On the housesit in Tepoztlan, one hours drive south of Mexico City and at an altitude of 1700m, we loved the ‘Goldilocks weather’ as Louise called it: not too hot, not too cold, not too wet, just right!
Enjoyed being in a place that the locals visit, without many white faces, but we still became regulars at the market, the supermarket, and chatted with ‘chicken man’ and ‘dog man’
Got charged the same prices in the market as everyone else, and there was no haggling, it was really easy. Loved being able to buy celery by the stick, and cheap avocados…..
San Miguel de Allende had similar weather, but many more white faces, so prices went up!
Mexico City only saw a small part but enjoyed that and felt safe, where we went.
Hated Cancun, but can see its place in the world and for an expensive family holiday it would be great, loads to keep the kids amused, but it was hot!
Enjoyed going west to Valladolid and Merida, felt it was all quite ‘real’ and once we’d visited Chichen Itza we could much more enjoy, particularly Uxmal, without the ridiculous crowds.

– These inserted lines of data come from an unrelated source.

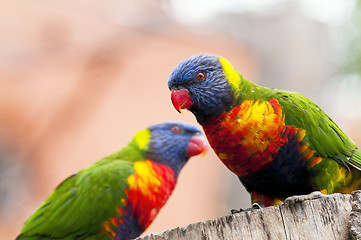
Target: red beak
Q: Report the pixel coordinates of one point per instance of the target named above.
(181, 99)
(197, 145)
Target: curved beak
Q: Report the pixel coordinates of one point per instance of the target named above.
(181, 99)
(197, 145)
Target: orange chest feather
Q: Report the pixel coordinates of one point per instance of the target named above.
(248, 137)
(149, 189)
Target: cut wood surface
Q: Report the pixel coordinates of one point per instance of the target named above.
(334, 217)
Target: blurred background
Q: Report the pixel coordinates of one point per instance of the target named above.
(78, 79)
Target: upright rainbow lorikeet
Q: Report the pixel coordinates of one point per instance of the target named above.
(278, 143)
(119, 196)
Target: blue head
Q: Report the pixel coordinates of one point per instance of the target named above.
(173, 143)
(199, 84)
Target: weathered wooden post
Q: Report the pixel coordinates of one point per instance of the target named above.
(335, 217)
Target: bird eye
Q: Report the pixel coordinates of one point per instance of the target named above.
(175, 129)
(201, 76)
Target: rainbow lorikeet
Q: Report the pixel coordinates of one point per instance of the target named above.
(278, 143)
(119, 196)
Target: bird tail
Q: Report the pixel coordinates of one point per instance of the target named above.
(355, 159)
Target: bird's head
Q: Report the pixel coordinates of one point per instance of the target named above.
(172, 143)
(205, 85)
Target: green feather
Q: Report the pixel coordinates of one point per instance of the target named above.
(76, 208)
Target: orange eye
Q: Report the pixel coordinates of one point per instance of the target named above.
(175, 129)
(201, 76)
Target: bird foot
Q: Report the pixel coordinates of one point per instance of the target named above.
(301, 198)
(254, 206)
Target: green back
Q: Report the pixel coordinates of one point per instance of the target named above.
(81, 203)
(322, 133)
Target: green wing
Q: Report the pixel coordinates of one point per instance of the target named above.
(80, 204)
(322, 133)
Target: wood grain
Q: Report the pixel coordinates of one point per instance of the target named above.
(336, 216)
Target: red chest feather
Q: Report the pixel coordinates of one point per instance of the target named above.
(148, 190)
(248, 137)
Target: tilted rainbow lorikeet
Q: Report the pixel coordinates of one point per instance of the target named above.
(120, 195)
(278, 143)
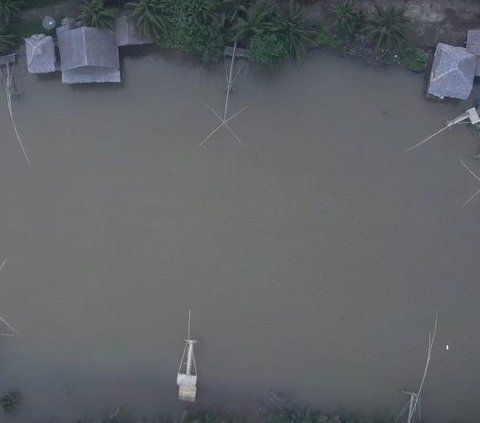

The concession stands and ancillary stuff at the ruins in Tulum were horrendous which was a shame as the ruins were really quite cheap, and pretty.
Easy to get ‘ruined out’
Would have been nice to have our own mask and snorkels for use in all the cenotes.
ADO buses make traveling easy, comfortable and affordable.
A huge country, but we didn’t feel safe to travel in all of it. Copper Canyon, up in the North-West near the border with the USA sounded lovely, but….. Acapulco on the Pacific coast sounded lovely but drug gangs make it very dangerous and we’d heard of people in campervans and big cars being ambushed and their vehicles stolen, even heard of a couple who resisted having their campervan stolen being killed and burnt inside their vehicle.
The border town (between Mexico and Belize) of Chetumal felt like an entirely different, and third world, country.
Although apparently the basic daily wage is 80 peso (£3.20) there is a lot of money floating around and it did not feel like a poor or third world country, particularly out in the east.